Since completing my GB A1000 build and playing around in Workbench with my Amiga Tank Mouse, I remembered how awful the old ball mice were to use. They really need a mouse pad (who has one of those now?) and they’re horribly inaccurate. What I really wanted was an optical mouse. However, I wanted to keep the Amiga looking standard, which meant keeping the Tank Mouse. What I really needed was the two combined..
So, off to Google to do some research. I found a project on Aminet for a PIC-based PS/2 mouse controller. It was designed to take a regular PS/2 mouse and convert it to serial protocol to plug straight into the Amiga. Taking a look at the project details, in it’s most basic form using a PIC16F628 there were almost no external components other than a decoupling capacitor. I figured there was a good chance of this fitting inside the Tank Mouse case, thereby keeping everything else looking original.
So here is the original Tank Mouse with its internals:
and here’s the donor PS/2 mouse I chose, because the microswitches for the mouse buttons lined up with the Tank Mouse buttons (but more on that later)
I needed to hack the internals of the Tank Mouse about a little bit to get the PS/2 board to fit
and trial-fitted the PS/2 board to make sure the optical lens and mouse buttons would line up ok.
Looks to line up ok
I programmed and socketed the PIC and fitted it to some Veroboard along with the wiring from the PS/2 controller and the Amiga serial lead. (Hot Glue may have been premature..)
At this point I though I’d cracked it.. however, the mouse hardly tracked at all. It seemed that the optical lens was mounted too high in the Tank Mouse case for it to “see” the surface underneath it cleanly. A redesign was needed. I had to chop the plastic lens piece right down to embed it into the Amiga mouse as close to the base as possible.
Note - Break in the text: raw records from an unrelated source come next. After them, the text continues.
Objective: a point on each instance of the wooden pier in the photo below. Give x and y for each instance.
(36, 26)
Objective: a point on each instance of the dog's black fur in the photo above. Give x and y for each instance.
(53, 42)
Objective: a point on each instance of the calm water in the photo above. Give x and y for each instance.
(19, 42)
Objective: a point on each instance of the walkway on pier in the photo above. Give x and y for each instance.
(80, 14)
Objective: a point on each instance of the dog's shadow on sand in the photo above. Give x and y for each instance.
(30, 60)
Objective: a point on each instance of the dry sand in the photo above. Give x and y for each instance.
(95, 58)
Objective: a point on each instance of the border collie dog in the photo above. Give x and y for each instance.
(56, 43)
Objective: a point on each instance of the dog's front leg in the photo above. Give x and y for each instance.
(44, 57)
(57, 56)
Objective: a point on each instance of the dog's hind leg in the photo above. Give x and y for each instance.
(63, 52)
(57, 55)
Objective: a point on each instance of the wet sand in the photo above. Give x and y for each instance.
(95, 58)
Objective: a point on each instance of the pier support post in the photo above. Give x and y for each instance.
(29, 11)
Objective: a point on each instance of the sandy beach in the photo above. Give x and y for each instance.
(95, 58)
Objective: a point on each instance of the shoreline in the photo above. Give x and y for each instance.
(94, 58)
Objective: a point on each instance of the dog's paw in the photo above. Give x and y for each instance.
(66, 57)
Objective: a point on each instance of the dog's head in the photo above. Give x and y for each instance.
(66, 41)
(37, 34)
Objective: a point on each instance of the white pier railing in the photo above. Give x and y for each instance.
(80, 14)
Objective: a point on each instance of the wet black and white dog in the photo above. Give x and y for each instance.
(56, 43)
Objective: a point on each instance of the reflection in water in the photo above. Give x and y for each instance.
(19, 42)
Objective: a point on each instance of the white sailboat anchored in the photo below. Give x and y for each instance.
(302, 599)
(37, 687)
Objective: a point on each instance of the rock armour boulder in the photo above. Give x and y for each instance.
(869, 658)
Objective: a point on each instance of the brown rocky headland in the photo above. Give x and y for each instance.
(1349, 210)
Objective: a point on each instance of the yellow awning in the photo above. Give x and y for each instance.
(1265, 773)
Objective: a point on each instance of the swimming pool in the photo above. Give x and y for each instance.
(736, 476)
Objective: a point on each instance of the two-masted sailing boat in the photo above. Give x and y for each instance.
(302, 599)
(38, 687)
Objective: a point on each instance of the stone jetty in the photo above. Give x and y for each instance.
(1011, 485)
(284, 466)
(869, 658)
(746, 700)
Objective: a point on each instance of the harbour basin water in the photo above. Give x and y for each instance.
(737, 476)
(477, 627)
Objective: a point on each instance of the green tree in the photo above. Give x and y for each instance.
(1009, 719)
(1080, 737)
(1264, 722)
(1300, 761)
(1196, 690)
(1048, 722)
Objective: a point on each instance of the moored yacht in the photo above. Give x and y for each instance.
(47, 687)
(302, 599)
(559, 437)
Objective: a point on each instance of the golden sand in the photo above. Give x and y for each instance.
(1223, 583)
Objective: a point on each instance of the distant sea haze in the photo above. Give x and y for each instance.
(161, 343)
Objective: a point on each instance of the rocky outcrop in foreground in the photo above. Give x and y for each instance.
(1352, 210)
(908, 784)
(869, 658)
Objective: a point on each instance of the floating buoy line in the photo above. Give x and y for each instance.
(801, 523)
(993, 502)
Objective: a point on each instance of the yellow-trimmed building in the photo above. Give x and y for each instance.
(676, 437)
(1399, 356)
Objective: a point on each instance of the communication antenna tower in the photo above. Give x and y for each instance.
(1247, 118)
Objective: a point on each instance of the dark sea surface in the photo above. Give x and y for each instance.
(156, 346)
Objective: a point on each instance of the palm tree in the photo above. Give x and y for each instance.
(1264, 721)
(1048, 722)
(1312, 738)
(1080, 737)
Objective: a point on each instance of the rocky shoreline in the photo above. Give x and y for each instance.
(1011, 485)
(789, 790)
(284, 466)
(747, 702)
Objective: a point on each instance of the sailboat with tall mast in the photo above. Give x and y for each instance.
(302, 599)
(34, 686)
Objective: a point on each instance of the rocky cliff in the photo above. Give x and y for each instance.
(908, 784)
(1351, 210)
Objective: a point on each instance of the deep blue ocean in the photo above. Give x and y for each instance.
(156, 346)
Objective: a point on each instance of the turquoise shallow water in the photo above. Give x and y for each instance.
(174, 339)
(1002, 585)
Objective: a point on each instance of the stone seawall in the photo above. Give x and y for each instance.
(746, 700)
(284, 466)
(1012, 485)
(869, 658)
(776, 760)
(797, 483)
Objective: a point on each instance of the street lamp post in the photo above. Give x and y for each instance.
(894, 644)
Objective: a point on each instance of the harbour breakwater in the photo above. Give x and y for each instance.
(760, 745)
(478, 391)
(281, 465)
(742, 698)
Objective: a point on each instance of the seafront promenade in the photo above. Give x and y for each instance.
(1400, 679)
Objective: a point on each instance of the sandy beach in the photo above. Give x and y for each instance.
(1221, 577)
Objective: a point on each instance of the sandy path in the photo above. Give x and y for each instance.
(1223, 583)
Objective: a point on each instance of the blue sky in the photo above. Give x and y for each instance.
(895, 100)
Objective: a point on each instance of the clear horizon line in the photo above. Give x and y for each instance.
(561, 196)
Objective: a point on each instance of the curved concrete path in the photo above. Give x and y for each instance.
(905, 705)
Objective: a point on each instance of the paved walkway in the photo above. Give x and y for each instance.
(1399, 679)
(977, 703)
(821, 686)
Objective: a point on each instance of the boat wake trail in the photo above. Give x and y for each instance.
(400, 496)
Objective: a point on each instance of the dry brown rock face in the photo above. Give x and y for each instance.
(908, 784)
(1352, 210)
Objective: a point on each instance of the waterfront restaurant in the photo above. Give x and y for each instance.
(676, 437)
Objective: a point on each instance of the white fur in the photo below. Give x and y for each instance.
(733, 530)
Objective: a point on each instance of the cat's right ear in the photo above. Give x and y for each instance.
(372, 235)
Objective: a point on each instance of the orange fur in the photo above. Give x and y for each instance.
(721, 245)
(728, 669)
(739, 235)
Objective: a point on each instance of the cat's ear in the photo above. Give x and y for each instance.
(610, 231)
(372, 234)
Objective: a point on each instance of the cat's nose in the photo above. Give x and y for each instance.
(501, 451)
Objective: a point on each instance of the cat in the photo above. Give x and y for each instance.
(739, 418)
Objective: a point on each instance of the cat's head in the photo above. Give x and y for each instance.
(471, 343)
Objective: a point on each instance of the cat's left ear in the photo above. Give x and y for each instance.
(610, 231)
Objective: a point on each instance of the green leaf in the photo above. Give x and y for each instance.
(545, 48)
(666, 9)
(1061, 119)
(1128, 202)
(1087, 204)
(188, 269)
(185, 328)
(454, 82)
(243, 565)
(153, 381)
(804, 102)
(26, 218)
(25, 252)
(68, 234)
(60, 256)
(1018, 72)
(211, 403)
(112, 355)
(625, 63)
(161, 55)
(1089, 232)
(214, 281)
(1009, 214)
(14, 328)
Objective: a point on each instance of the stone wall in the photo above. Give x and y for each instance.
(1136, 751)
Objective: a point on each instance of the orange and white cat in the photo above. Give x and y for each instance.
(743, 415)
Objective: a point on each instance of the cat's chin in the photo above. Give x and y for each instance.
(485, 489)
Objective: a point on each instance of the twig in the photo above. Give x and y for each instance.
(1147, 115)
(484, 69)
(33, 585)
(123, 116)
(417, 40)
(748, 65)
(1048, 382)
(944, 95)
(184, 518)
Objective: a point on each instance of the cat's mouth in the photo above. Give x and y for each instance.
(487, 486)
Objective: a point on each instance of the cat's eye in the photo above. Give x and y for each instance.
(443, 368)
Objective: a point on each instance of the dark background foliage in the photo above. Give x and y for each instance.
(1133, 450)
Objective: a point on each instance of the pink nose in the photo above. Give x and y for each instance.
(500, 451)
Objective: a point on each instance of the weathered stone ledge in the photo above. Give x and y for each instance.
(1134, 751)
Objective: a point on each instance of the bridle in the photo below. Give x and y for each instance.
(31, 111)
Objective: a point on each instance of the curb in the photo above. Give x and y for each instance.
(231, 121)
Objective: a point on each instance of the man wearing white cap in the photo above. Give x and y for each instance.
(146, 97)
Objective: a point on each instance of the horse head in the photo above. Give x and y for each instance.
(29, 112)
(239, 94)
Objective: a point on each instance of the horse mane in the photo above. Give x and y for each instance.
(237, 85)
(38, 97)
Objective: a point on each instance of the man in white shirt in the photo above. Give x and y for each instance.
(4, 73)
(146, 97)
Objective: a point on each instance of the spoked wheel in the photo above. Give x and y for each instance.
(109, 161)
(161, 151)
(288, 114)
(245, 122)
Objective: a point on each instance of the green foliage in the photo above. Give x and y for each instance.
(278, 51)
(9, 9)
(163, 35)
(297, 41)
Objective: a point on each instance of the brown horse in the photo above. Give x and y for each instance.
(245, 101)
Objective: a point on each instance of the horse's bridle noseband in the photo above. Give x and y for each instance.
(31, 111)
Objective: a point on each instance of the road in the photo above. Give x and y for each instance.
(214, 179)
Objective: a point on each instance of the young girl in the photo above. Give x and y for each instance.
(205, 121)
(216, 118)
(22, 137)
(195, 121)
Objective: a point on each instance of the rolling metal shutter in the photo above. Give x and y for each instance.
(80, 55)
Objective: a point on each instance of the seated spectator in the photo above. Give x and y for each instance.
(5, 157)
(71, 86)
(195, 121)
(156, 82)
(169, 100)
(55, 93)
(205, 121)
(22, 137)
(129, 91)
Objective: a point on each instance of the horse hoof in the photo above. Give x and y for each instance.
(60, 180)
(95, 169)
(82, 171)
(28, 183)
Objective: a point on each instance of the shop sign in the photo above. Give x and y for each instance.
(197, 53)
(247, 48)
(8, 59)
This seemed to work well. However, now I’d lowered the height of the microswitches too, so the mouse buttons weren’t actuating properly. My solution was to steal the button assembly from the original Tank Mouse and connect this into the PS/2 mouse controller instead of using its onboard microswitches.
Another quick test (I’m glad I kept the connectors on the wiring harnesses..) and all was looking good. Time to fix the new board into place (again!) using a hot glue gun.
And finally a completed Optical Tank Mouse using the original connector cable and right-angled Amiga 1000 DB9 connector.
It tracks really well, I’m really pleased with it. I’m considering adding some weight inside the mouse as it feels quite light compared to the original Tank Mouse but I’ll see how I get on with it.
Thanks to Denis Sotchenko for his PS/2 mouse controller PIC firmware which I used in this project.